ALA Virtual Conference 2011

Just a quick plug for the presentation that the lovely and talented Nancy Dowd and I are going to do at the ALA Virtual Conference this coming Thursday at 11:30am. Here’s the teaser for our talk:

“Advocacy Awakening: The Revolution in Recognition”

Are you tired of reporters only asking for quotes when a library closes? Do you wish they would call you about issues like copyright laws, eBooks and book banning? Are you fed up with people telling you they didn’t know libraries do more than lend books and DVDs? Pulling your hair out when you hear the stereotypes of librarians portrayed over and over again? We think its time for a revolution! Somewhere between passive and aggressive methods are ways for librarians to awaken their communities to the value they and their libraries provide.
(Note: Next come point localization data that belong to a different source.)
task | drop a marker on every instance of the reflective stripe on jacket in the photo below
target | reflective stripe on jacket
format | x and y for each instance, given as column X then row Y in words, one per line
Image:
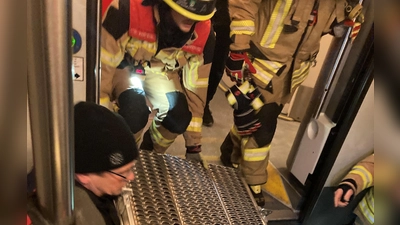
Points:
column 284, row 39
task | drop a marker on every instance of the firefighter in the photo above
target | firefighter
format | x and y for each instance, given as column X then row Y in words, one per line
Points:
column 221, row 23
column 169, row 45
column 358, row 179
column 277, row 41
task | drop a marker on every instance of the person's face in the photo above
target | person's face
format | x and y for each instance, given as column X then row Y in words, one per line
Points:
column 109, row 182
column 184, row 23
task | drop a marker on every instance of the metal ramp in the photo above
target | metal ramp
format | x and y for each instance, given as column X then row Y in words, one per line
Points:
column 170, row 190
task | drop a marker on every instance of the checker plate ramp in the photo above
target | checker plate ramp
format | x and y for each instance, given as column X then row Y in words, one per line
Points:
column 172, row 191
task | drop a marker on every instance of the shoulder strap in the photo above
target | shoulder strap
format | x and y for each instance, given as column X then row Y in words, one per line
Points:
column 141, row 25
column 202, row 31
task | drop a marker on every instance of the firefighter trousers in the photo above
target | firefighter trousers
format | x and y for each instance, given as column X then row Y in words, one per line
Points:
column 251, row 152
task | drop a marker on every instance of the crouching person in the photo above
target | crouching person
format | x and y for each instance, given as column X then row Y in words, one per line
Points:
column 105, row 152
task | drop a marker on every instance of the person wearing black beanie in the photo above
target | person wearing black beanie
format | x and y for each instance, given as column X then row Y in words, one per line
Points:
column 105, row 152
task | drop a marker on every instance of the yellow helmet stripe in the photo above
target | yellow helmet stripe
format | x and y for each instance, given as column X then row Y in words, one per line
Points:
column 188, row 14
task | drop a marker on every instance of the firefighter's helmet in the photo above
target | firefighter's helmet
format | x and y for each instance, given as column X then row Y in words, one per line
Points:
column 198, row 10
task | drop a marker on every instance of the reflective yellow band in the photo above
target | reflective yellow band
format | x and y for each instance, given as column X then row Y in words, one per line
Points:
column 276, row 23
column 111, row 59
column 192, row 77
column 367, row 206
column 273, row 66
column 301, row 74
column 242, row 27
column 262, row 75
column 195, row 124
column 256, row 154
column 241, row 32
column 365, row 175
column 157, row 137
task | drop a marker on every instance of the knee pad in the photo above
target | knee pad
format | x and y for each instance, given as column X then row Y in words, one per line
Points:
column 133, row 108
column 178, row 116
column 267, row 116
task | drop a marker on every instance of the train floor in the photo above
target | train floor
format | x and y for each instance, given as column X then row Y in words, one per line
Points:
column 280, row 203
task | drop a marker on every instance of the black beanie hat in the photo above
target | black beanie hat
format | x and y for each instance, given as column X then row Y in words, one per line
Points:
column 103, row 140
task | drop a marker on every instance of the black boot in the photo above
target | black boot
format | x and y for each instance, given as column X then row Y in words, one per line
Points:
column 226, row 151
column 208, row 120
column 147, row 143
column 256, row 191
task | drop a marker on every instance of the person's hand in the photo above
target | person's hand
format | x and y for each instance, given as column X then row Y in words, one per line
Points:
column 236, row 64
column 343, row 195
column 242, row 101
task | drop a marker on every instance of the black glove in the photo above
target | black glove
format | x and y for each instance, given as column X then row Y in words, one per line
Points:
column 245, row 100
column 236, row 64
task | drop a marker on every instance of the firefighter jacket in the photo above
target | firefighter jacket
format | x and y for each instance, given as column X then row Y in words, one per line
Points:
column 129, row 27
column 284, row 37
column 363, row 175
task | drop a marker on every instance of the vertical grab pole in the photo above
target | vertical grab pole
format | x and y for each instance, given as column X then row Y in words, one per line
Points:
column 51, row 106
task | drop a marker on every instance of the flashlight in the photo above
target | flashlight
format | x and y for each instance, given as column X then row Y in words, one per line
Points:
column 137, row 77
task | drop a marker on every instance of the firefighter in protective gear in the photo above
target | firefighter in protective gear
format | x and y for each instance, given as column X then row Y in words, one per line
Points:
column 281, row 38
column 172, row 43
column 358, row 179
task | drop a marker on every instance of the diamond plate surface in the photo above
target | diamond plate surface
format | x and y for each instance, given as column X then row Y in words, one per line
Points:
column 173, row 191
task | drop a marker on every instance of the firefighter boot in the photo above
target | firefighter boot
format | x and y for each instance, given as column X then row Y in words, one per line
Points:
column 208, row 120
column 256, row 191
column 147, row 143
column 226, row 151
column 193, row 153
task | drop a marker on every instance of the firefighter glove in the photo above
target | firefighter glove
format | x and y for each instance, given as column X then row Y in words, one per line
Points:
column 236, row 65
column 245, row 100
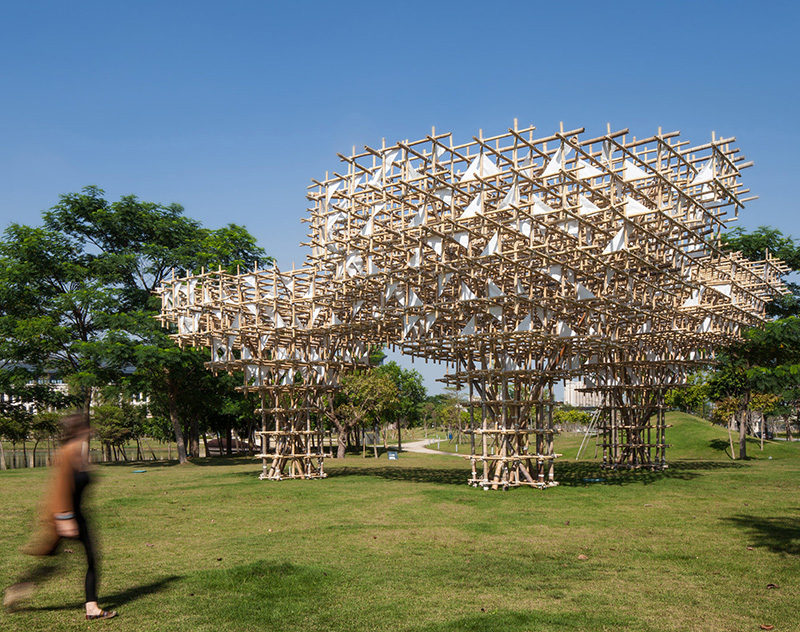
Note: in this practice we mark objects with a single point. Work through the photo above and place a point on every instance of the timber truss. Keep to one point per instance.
(515, 260)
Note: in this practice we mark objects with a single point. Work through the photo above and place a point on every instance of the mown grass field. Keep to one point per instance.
(407, 546)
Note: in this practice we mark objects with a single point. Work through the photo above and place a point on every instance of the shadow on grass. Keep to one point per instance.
(118, 599)
(567, 473)
(446, 476)
(518, 620)
(583, 474)
(780, 534)
(203, 461)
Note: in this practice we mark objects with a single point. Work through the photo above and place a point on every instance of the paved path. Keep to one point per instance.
(420, 446)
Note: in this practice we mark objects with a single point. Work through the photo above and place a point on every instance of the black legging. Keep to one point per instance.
(42, 571)
(90, 583)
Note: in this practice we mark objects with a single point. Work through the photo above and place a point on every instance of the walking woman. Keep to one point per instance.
(62, 517)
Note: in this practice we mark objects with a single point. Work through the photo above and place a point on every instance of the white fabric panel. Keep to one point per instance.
(587, 207)
(409, 324)
(445, 195)
(330, 190)
(583, 292)
(706, 173)
(556, 163)
(618, 242)
(429, 320)
(442, 282)
(564, 330)
(540, 207)
(571, 227)
(462, 238)
(469, 328)
(390, 158)
(493, 290)
(695, 298)
(469, 174)
(481, 165)
(369, 227)
(607, 152)
(634, 208)
(585, 170)
(412, 174)
(354, 264)
(435, 243)
(512, 197)
(332, 220)
(473, 208)
(372, 269)
(631, 171)
(466, 293)
(492, 246)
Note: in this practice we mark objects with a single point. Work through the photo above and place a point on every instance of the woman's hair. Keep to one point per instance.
(72, 426)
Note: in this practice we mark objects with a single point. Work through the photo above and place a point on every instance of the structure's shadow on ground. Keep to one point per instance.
(583, 473)
(119, 599)
(567, 473)
(204, 461)
(448, 476)
(779, 534)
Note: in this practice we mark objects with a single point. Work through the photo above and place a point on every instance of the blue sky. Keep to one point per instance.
(231, 108)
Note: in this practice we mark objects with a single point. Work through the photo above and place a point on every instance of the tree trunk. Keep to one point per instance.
(176, 427)
(194, 438)
(743, 435)
(730, 436)
(341, 441)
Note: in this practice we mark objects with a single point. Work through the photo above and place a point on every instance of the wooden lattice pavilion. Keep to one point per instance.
(518, 261)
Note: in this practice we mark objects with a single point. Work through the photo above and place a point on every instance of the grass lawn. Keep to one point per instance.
(408, 546)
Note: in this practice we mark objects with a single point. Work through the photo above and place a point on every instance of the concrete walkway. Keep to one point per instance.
(421, 447)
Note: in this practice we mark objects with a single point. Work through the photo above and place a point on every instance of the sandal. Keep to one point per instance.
(104, 614)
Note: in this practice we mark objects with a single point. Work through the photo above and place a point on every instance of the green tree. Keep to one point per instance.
(43, 427)
(135, 245)
(754, 245)
(365, 398)
(55, 305)
(410, 393)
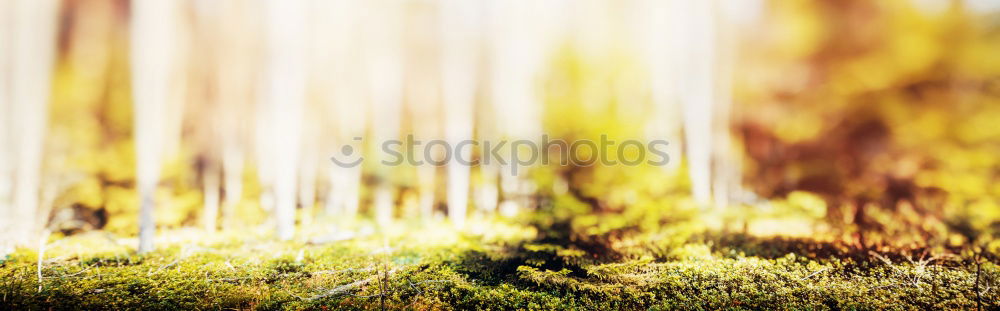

Andy Woodworth and Nancy Dowd will discuss esoteric ideas and practical ways for librarians to become rock stars and deal makers of advocacy.

I’ll be making the case for rock stars and Nancy will be giving the lowdown on what it takes to be a deal maker. I’m excited to be presenting and especially on this concept!

Yes, I can hear the sounds of eyes being rolled at the mere mention of the term ‘rock star’. But I encourage you to hear me out on this one. I think you’ll appreciate what I have to say on this… or you’ll get plenty of blog/Twitter/Facebook/Google+ ammo to blast away at me for even broaching the subject.

Looking forward to (virtually) seeing you there!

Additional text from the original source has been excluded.